As the filing notes, many of the terms of service for both utility-type municipal networks and public-private partnerships for free public WiFi services impose onerous conditions on users that would raise First Amendment concerns in other contexts - conditions that, for example, bar users from using the networks to "transmit material that is abusive or hateful," to post comments on third-party blogs "that are excessive or intended to annoy or harass" (even if such comments wouldn't violate the policies of the blog itself). The networks also often reserve for the operator (remember, here the government) the right to disconnect users for any reason, even for content-based ones. Enrique proposes that if the FCC does preempt state laws that bar municipalities from establishing their own broadband networks, it do so only for those municipalities that protect their users' free speech rights.

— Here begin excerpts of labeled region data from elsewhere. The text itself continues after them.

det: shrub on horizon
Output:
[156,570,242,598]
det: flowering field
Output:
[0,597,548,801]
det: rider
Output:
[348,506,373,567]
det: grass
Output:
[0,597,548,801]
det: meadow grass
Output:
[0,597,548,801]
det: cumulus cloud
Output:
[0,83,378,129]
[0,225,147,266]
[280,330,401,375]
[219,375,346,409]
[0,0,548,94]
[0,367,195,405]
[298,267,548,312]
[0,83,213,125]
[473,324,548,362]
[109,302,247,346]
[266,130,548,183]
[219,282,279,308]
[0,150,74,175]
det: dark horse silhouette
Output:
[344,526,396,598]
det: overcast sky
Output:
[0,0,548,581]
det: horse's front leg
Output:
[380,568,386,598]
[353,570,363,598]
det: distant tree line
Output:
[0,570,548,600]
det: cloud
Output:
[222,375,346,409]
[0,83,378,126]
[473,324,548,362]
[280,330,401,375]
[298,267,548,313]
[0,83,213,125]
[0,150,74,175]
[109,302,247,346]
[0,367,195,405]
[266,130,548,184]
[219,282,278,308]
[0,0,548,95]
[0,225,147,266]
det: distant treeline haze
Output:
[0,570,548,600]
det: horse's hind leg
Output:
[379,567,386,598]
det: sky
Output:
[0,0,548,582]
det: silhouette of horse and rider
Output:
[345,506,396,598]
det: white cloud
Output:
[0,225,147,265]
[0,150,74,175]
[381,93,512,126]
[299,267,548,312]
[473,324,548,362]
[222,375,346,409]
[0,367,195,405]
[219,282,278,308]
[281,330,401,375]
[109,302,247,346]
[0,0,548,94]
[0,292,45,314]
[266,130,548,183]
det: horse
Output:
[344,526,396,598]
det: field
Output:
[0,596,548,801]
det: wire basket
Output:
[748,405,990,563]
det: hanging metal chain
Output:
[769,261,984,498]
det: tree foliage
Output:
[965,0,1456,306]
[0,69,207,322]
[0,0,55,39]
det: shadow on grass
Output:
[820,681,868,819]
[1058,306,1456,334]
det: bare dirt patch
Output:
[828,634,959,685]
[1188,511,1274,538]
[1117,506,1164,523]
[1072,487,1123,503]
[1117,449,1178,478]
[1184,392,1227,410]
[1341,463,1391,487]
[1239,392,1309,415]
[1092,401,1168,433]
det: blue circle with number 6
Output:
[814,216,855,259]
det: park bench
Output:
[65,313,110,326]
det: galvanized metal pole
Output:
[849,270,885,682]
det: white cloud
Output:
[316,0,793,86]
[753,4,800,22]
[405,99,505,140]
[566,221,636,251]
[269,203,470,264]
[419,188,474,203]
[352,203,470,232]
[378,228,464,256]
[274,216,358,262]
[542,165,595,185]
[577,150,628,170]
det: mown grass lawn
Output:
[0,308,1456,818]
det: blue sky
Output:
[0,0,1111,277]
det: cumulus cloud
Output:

The filing notes in closing that if municipal broadband is going to be a solution to our net neutrality problems, we must make sure that the First Amendment is a design principle, not an afterthought. While I’ve not written extensively on FCC matters, my take on network neutrality has been aligned with Enrique’s. Indeed, the basis for my interest in maintaining an open Internet is precisely because of its unprecedented ability to open channels to information that simply don’t exist in its absence. Because the issue of information access is central to the reason for CIS’ founding, I’m sharing Enrique’s work here.